After Kristallnacht on 9th November 1938, thousands of Jews tried to flee Germany, Austria, and Czechoslovakia. As Nazis destroyed Jewish synagogues, business, and homes, those who could leave, left. However, few countries in Europe would allow penniless Jewish refugees to seek asylum.
Kindertransport was a unique operation. Around 10,000 unaccompanied children aged between 3 months and 17 years old entered the United Kingdom on block visas.
Organisations raised funds, found guarantors and foster families, and began to organise escapes. Jewish and Christian organisations aided the groups of children leaving Europe. Christian groups included Quakers and Methodists as part of the London-based Refugee Children’s Movement.
Trains took the frightened children across Europe. Most of them would never see their parents or families again. They waved goodbye at train stations, clutching only a few precious belongings.
Kindertransport memorial in Berlin
Of the 6,000,000 Jews murdered by the Nazis, about 1,500,000 were children. Those who left family behind to escape on the Kindertransport were the lucky ones.
In December 1938, 206 Kindertransport children arrived by boat from Hook of Holland to Harwich. Many of them were orphans and some had parents already in concentration camps. On arrival, authorities sent them to an unoccupied holiday camp at Dovercourt, Lowestoft. More and more children would follow until the borders shut with the outbreak of World War Two in September 1939.
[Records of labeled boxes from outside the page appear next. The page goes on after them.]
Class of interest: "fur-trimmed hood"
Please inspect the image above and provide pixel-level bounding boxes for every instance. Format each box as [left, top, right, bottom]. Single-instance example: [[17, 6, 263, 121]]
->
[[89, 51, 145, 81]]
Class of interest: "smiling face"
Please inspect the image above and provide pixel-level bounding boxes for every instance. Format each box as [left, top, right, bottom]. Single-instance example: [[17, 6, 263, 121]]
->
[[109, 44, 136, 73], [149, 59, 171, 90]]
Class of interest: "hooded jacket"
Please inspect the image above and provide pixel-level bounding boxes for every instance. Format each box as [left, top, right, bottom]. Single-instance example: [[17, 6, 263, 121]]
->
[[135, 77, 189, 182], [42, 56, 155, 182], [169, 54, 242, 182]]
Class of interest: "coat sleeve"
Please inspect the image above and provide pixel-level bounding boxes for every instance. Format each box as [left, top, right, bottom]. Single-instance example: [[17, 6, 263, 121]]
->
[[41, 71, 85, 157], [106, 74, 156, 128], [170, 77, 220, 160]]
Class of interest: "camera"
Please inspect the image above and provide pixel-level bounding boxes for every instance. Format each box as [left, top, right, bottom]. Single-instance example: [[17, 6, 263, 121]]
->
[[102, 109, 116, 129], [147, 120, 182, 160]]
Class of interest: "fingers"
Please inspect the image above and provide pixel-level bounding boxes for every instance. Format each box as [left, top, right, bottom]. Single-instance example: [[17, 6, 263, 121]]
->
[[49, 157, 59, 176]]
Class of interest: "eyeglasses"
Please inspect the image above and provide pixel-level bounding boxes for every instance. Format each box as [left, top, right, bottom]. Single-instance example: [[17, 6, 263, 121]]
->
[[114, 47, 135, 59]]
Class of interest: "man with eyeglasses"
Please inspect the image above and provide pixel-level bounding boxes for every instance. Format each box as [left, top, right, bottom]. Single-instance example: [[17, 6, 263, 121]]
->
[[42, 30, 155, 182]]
Some of the children would stay with relatives in the United Kingdom. Others would come to make their homes with foster families, in boarding schools, or hotels across the country. A small group made their way to somewhere they would not have known, Ballyrolly House, Millisle, Co. Down on the Ards Peninsula of Northern Ireland. Others in Northern Ireland briefly settled in the Home for the Aid of Jewish Refugees, Cliftonpark Avenue, Belfast, Co. Antrim.